A resource to inspire, inform and empower parents.

Growing Up in a Breastfeeding World

by Tom M

I’ve often read the concerns of women who are worried about their children seeing a mother breastfeeding. I’ve heard they might get the wrong idea about breasts, or they could be traumatized if they should happen to see a mother breastfeeding. Or it is disrespectful to other people’s children for a mother to breastfeed in their presence. Until I started reading these concerns I must admit I took my experiences as the son of a breastfeeding mother somewhat for granted. It was a way of life for me that wasn’t out of the ordinary so I never gave it much thought. It didn’t know it was strange to grow up like I did until I started seeing how people look at breastfeeding moms today. I still have trouble understanding how it can be viewed as gross or disgusting. Now I find myself appreciative that my mother took the time to educate and expose us to breastfeeding as kids.

The most common concern I’ve heard of a child witnessing breastfeeding is tied to sex. I can assure you at 6 or 7 years of age I didn’t know what sex was and I sure didn’t know that breasts had anything to do with it. A child that age is not going to make a connection between breasts and sex unless someone tells them there is one. Even then they won’t understand what it means unless you go into graphic detail to paint an unnecessary picture in their minds about it.
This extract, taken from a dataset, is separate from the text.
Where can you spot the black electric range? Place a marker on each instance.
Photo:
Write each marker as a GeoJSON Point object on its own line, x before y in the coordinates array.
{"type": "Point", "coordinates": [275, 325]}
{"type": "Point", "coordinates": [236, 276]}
What many parents, adamant that breastfeeding remain hidden to their children, are unwittingly doing is transferring their own hang-ups or misconceptions about breastfeeding and sex onto their kids. The bottom line is that a child doesn’t reason like an adult. A simple explanation about what’s happening, much like you would explain if they saw puppies nursing, will suffice. There really is no need to have “the talk” just because they see a woman breastfeeding. If you do, then you are beginning to create in their minds a negative stigma about breastfeeding that doesn’t ever need to be there.
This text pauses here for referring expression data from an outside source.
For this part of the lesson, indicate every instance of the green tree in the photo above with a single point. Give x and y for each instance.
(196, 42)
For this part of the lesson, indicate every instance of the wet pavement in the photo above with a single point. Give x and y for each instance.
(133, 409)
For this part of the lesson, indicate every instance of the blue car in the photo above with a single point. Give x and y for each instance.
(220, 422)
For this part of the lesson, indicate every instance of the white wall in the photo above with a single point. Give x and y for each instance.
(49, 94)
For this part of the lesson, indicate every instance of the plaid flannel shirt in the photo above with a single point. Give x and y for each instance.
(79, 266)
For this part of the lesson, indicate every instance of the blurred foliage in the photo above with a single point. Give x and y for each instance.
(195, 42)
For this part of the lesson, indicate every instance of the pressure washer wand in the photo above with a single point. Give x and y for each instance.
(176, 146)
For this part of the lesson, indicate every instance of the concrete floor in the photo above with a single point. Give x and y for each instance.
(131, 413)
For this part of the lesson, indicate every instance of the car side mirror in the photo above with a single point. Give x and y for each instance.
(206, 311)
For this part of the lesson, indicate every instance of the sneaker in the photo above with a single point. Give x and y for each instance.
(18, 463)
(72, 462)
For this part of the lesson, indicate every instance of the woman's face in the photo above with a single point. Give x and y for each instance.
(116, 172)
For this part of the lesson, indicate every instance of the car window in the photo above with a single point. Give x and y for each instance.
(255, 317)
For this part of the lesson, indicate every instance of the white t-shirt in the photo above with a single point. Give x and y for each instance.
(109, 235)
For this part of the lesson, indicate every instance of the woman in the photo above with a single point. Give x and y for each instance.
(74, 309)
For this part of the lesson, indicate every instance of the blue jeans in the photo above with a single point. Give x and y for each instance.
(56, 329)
Childhood is the perfect time to educate kids on the proper function of breasts before society begins to imprint the overly sexualized view of breasts. The older a person gets the more set in their ideology they become. Then we end up with all these insensitive, ignorant and childish reactions that pop on social media outlets like Facebook. If it is a frequent occurrence in children’s lives it becomes normal to them. That’s how it was for me wherever I saw it growing up. Just like people don’t bat an eye when a mother takes out a bottle to feed her baby in our society, we didn’t bat an eye when a mom breastfed her baby in our world. It was natural and normal to us. Normal leads to supportive husbands, partners, sons, brothers or just men in general. Then women don’t have to fight so hard just to be able to have the right to feed their babies in public or anywhere else.

That’s my take from my experience as a child growing up in a breastfeeding world. I have nothing but the utmost respect for you moms and supportive dads like my father was.